Incendio villetta, Scarfone morto a causa delle ustioni

MESAGNE – Incendio villetta, Scarfone morto a causa delle ustioni.

Ustioni di terzo e quarto grado sul 70% del corpo: è questo che ha determinato la morte di Dominique Scarfone. A stabilirlo, l’esame autoptico condotto nella giornata di ieri dal medico legale, il dottor Antonio Carusi.

Sarebbe emerso proprio questo dall’autopsia condotta sui resti del 44enne calabrese morto nella prima mattinata del 24 giugno scorso durante un incendio nella villetta in contrada Tagliata a Mesagne e avvenuta alla presenza di un incendio villetta mesagne 4consulente della famiglia Scarfone, Roberto Vaglio.

Questi i risultati di una prima fase di indagine: seguiranno ora le analisi sui campioni biologici, che dovranno dimostrare se e in quali quantità l’anidride carbonica nel sangue abbia potuto incidere sul decesso del calabrese.

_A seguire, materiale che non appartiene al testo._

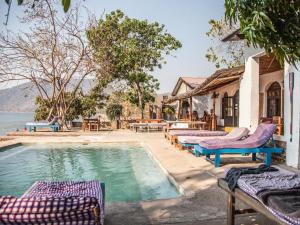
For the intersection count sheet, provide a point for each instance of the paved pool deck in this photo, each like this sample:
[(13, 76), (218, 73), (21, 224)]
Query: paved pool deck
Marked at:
[(202, 202)]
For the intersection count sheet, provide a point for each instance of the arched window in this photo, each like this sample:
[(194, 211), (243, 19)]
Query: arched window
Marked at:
[(274, 100)]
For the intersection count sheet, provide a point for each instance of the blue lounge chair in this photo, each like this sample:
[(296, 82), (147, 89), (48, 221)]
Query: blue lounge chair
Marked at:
[(237, 133), (256, 143), (53, 125)]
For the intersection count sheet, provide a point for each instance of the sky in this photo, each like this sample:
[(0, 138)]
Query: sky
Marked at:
[(187, 20)]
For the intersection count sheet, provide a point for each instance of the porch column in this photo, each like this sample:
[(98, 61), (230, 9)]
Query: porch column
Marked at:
[(179, 109), (191, 108), (249, 95), (292, 136)]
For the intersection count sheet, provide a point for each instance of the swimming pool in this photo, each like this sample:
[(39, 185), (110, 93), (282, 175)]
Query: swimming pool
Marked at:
[(128, 171)]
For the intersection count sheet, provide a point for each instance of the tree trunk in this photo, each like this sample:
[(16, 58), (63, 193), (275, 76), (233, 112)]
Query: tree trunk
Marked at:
[(140, 97)]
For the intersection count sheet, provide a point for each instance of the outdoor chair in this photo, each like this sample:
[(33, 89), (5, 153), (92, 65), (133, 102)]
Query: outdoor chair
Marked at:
[(278, 201), (174, 134), (255, 143), (235, 134)]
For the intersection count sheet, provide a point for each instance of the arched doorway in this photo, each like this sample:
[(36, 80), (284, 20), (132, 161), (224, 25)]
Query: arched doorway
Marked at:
[(230, 109), (236, 99), (274, 100)]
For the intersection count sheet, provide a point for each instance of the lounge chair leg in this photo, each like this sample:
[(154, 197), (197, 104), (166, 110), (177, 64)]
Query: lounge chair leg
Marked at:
[(253, 156), (268, 159), (230, 209), (217, 160)]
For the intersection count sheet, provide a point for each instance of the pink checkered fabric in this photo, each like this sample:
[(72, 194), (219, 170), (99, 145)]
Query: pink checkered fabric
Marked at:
[(262, 134), (47, 210), (198, 133), (55, 203)]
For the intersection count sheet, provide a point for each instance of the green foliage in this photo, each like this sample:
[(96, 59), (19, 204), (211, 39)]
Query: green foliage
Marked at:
[(147, 84), (84, 106), (185, 104), (129, 49), (169, 110), (114, 111), (273, 25), (229, 54)]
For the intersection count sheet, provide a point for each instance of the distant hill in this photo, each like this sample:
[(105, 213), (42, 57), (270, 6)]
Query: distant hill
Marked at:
[(21, 98)]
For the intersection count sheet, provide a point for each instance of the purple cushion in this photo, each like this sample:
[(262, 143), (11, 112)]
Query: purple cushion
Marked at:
[(262, 134), (198, 133)]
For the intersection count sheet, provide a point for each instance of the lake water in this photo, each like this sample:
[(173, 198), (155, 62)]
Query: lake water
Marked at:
[(10, 121)]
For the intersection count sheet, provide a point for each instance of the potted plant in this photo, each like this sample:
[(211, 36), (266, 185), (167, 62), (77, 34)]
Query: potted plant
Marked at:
[(168, 111), (114, 112)]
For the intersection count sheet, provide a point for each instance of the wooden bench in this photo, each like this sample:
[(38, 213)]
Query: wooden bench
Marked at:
[(255, 205)]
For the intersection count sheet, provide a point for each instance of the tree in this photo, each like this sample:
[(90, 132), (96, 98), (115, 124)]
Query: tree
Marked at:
[(53, 55), (273, 25), (229, 54), (130, 49), (114, 112), (83, 106), (142, 91)]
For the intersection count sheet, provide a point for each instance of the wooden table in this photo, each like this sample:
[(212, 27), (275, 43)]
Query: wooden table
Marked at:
[(91, 124), (192, 124)]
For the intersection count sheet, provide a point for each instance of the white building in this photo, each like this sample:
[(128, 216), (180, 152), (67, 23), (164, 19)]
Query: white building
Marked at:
[(188, 108)]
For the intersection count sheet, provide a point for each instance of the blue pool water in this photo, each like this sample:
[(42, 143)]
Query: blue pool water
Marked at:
[(127, 170)]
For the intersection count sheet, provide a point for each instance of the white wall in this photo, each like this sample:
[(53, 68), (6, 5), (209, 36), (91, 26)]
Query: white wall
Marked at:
[(230, 89), (293, 146), (183, 88), (200, 104), (265, 82), (249, 95)]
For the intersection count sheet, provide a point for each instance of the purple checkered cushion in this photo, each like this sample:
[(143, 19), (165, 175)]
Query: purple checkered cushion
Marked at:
[(47, 210), (198, 133), (55, 203), (236, 134), (262, 134)]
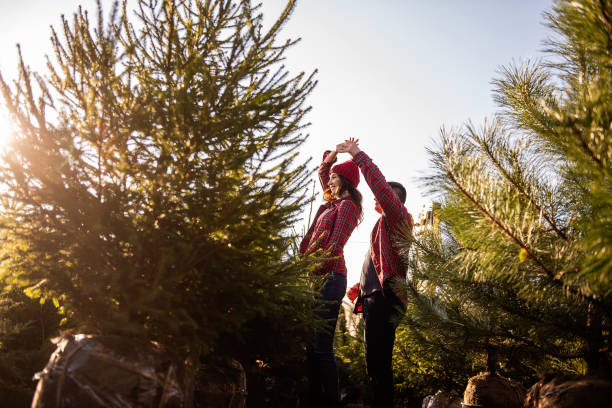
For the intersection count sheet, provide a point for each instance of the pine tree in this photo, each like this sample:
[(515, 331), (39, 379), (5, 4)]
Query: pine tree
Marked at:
[(520, 266), (152, 184)]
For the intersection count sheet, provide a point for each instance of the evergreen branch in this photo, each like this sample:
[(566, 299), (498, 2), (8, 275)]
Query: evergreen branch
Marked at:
[(487, 149), (547, 272)]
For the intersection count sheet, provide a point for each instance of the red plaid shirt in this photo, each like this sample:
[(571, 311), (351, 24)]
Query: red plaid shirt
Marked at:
[(384, 257), (332, 227)]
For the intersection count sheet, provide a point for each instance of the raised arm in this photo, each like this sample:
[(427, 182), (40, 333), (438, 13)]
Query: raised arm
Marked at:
[(329, 158), (386, 197)]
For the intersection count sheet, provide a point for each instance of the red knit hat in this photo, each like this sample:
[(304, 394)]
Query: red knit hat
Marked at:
[(348, 170)]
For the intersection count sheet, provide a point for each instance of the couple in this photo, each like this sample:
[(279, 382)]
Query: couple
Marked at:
[(333, 224)]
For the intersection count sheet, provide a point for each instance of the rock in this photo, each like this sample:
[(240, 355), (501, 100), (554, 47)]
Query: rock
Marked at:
[(493, 391), (560, 391), (110, 371), (442, 399)]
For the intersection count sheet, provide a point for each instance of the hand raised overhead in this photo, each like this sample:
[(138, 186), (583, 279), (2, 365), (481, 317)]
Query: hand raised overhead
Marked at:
[(350, 146)]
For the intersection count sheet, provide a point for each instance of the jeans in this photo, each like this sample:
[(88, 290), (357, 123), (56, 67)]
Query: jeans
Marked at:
[(321, 363), (381, 315)]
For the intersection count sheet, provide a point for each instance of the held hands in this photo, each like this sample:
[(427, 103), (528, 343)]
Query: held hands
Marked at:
[(350, 146)]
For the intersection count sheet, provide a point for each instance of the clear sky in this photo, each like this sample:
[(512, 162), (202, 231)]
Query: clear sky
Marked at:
[(391, 73)]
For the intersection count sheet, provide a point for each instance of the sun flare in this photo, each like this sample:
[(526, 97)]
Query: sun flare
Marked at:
[(6, 128)]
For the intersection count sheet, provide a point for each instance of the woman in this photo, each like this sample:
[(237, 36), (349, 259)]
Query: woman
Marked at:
[(334, 222)]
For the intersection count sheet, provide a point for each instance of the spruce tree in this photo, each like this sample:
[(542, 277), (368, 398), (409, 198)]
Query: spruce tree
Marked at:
[(520, 266), (152, 184)]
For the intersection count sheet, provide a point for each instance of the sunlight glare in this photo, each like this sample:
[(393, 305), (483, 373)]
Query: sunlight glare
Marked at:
[(6, 128)]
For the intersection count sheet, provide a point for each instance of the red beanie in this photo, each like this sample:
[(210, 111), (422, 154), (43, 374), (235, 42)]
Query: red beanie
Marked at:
[(348, 170)]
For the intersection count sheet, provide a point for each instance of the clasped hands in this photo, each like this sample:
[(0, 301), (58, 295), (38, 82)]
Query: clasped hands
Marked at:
[(350, 145)]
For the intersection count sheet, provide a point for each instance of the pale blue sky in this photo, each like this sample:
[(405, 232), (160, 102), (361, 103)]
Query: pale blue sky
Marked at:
[(391, 72)]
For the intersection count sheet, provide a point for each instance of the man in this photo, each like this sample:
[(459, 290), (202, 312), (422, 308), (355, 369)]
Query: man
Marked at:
[(375, 293)]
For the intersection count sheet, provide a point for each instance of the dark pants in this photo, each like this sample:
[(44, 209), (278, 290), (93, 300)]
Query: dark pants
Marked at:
[(321, 363), (381, 315)]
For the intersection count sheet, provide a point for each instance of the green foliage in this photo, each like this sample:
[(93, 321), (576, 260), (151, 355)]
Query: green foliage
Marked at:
[(26, 326), (153, 180), (519, 266)]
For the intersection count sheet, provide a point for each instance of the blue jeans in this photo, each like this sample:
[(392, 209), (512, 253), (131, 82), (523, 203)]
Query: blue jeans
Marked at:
[(321, 363)]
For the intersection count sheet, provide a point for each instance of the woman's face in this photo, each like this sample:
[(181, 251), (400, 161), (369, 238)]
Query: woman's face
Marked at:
[(334, 184)]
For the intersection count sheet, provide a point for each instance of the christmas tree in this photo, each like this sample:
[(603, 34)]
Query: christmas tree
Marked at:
[(517, 266), (153, 182)]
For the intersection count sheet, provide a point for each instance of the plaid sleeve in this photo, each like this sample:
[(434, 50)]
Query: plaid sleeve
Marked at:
[(388, 200), (324, 170), (346, 221)]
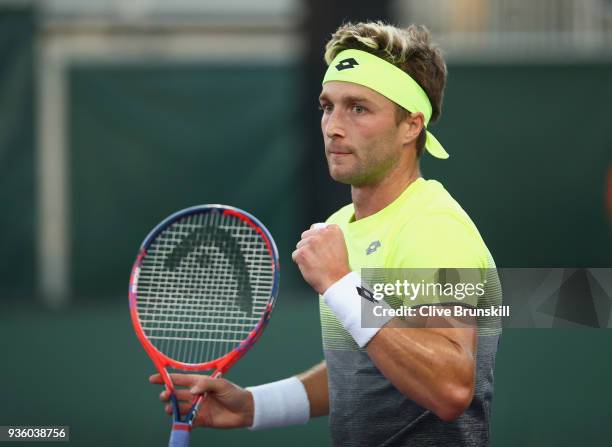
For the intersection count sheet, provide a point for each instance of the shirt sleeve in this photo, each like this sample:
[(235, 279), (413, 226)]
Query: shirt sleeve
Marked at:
[(438, 259)]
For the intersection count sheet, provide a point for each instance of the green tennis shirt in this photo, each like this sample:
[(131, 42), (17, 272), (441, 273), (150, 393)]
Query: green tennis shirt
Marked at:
[(424, 228)]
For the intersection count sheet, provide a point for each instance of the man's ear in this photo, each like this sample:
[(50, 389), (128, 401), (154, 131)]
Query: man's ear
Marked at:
[(412, 126)]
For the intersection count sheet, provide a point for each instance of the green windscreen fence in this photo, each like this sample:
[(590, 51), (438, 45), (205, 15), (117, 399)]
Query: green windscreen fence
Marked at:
[(146, 141), (17, 166), (530, 151)]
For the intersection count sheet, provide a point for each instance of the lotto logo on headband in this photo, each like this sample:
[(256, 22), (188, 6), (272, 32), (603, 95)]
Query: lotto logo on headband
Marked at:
[(346, 64)]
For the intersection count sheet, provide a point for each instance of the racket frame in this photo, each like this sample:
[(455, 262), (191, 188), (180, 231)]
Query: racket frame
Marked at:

Ad appiccare l’incendio, insieme alla vittima, sarebbe stato Girolamo Gullace, 25enne calabrese che insieme a Scarfone aveva intenzione di metter fuoco all’abitazione. Erano tornati a Mesagne nella stessa notte della morte di Scarfone proprio per incendiare la villetta di Maurizio Tanzarella, una autotrasportatore mesagnese da tempo residente a Parma. Una casa in cui tornavano perché era da tempo che, seppur senza un vero e proprio contratto di locazione, i due e altre persone (sempre dipendenti di una ditta che si occupa di manutenzione e ricariche telefoniche) utilizzavano l’abitazione già nel 2014. Quasi illeso dall’incendio ne è uscito Girolamo Gullace, collega di Dominique Scarfone: ancora oggi il 25enne si trova in carcere a Brindisi con l’accusa di incendio doloso aggravato e di morte conseguente da altro delitto, ma lo scenario deve essere ancora ricostruito.

Per gli inquirenti, infatti, non appaiono chiari e credibili né il movente né i legami che i due, originari di Rosarno e Gioia Tauro, avrebbero avuto con la città di Mesagne. Continuano infatti a scavare per trovare collegamenti e prove che dimostrino legami più solidi tra la città e Scarfone, che a Mesagne era di casa per via del lavoro come responsabile di una società di manutenzione macchinette per ricariche telefoniche.

Un crimine che era destinato a consumarsi in una sola notte si è trasformato in un probabile vaso di Pandora: una volta aperto, sarà difficile richiuderlo senza ulteriori conseguenze.